Omelia della XXIX domenica del tempo ordinario

(Is 53,2-3.10-11; Sal 32; Eb 4,14-16; Mc 10,35-45)
21-10-2018

«Il giusto mio servo giustificherà molti, egli si addosserà le loro iniquità». Con queste misteriose parole si chiude il quarto e più celebre dei canti del servitore di JHWH. Di chi si tratta? Di colui che avrebbe diritto a ribellarsi, non avendo commesso peccato, ma non apre bocca. Resta solo con il suo silenzio e le sue ferite. Ma – ecco il portento – questa sua solidarietà con la sofferenza e l’ingiustizia si trasforma in vita. Non basta, infatti, accettare la sofferenza, ma sconfiggerla con la forza dell’amore. Anche ai nostri giorni l’ingiustizia, peraltro da noi stessi procurata, genera non la solidarietà, ma un’avversione verso gli altri che alimenta divisioni e scontro. Esistono tante cose storte e inique, ma la strada non è quella di chi si erge a rivoluzionario, salvo poi cambiare solo i nomi dei potenti, ma quella di chi si mette a servizio degli altri, senza badare al proprio tornaconto.

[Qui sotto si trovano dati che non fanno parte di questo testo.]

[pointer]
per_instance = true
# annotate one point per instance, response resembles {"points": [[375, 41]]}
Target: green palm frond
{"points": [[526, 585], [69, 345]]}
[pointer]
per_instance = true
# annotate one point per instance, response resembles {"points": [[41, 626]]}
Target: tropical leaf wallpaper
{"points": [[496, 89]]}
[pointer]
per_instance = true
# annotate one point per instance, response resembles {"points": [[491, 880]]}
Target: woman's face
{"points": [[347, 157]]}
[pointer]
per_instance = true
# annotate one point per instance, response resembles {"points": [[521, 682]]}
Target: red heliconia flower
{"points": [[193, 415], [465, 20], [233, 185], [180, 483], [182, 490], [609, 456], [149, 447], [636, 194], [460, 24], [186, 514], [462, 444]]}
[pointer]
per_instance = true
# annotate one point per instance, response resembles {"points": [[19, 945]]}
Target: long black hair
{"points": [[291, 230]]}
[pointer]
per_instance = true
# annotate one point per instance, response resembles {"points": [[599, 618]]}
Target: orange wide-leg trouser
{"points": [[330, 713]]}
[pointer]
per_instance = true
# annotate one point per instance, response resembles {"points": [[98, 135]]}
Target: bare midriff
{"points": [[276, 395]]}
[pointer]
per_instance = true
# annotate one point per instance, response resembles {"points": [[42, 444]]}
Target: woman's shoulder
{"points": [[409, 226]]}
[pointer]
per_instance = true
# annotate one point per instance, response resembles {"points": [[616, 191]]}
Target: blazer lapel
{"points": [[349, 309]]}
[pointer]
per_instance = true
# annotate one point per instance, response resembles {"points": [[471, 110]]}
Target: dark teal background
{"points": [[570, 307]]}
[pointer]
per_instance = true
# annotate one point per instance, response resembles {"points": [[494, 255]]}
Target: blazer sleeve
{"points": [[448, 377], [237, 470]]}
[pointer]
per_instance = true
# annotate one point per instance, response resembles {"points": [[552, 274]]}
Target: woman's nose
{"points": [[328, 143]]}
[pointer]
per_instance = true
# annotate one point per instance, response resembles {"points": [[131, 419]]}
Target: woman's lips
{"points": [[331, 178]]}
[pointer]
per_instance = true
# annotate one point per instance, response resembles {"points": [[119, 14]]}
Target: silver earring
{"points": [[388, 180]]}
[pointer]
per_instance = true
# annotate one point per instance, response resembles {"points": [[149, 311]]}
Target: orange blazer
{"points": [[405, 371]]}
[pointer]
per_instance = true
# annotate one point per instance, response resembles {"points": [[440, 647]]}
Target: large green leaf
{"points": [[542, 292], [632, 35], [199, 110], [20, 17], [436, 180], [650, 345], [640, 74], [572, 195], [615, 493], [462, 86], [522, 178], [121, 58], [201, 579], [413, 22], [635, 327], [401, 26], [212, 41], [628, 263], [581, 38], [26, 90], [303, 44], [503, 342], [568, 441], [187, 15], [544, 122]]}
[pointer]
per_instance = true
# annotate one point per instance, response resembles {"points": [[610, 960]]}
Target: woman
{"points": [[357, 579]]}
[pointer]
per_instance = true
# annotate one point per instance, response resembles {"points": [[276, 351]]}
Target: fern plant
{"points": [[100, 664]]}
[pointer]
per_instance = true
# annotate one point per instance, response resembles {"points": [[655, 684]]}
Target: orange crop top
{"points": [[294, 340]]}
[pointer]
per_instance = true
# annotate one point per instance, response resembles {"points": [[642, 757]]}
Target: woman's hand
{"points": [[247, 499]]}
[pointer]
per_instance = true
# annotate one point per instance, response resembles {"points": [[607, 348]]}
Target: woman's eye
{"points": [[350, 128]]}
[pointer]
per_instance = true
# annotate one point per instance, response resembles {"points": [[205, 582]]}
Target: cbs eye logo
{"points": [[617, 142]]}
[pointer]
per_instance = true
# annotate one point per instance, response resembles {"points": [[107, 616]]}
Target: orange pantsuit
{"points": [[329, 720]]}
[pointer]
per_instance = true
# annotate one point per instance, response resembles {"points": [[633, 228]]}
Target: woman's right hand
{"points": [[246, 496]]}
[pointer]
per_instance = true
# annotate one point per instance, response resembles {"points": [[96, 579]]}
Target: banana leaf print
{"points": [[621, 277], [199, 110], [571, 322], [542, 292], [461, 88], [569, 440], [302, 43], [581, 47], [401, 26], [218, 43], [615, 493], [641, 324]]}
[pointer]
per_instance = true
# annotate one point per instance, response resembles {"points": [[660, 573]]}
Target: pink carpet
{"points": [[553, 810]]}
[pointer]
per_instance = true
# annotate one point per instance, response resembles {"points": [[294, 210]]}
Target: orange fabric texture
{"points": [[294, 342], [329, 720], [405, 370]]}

La pagina evangelica chiarisce questa scelta che troviamo incarnata in Gesù di Nazareth che per la terza volta annuncia ai suoi la passione e la morte. Stavolta sono Giacomo e Giovanni che mostrano quanto sono distanti dal modo di pensare di Gesù. I due fratelli lo hanno seguito sin dall’inizio insieme a Pietro e Andrea; sono i figli di Salome, sorella di Maria, dunque cugini del Maestro. Eccoli dunque presentarsi a Gesù e dire: «Concedici di sedere, nella tua gloria, uno alla tua desta e uno alla tua sinistra». È una pretesa più che una domanda, fatta da chi ragiona su presunti meriti che li metterebbero davanti agli altri. Gesù replica con pazienza: «Non sapete quello che chiedete». Egli sa chi verrà crocifisso accanto a lui, ma soprattutto sa che la gloria non consiste nello stare sopra agli altri, ma nell’essere obbediente a Dio che vince la prepotenza umana. Per questo li incalza: «Potete bere il calice che io sto per bere, o ricevere l’immersione nella quale io devo essere immerso?». Seguire Gesù vuol dire condividere la sua sorte di sofferenza senza essere risparmiati dalla tentazione. Non solo, c’è anche l’immersione nella morte che è la prova suprema, che a nessuno è risparmiata. I due fratelli rispondono di sì senza sapere quello che dicono. Ma involontariamente affermano la loro fine: Giacomo, infatti, verrà giustiziato nel 44 d.C. e Giovanni vivrà in esilio a Patmos.

«Tra voi però non è così». Dopo il siparietto con i due fratelli, Gesù chiama a raccolta i suoi e chiarisce quale deve essere il loro stile. Attenzione, Gesù non dice: «Tra voi non sia così», come fosse un augurio. Ma afferma che la comunità è tale se vive un altro stile di vita e cioè il servizio che non è una parola appunto, ma un modo di essere ogni giorno. Servitori, mai servili è quello che chiede anche a noi Gesù per ribaltare la logica umana che semina soltanto violenza e distruzione.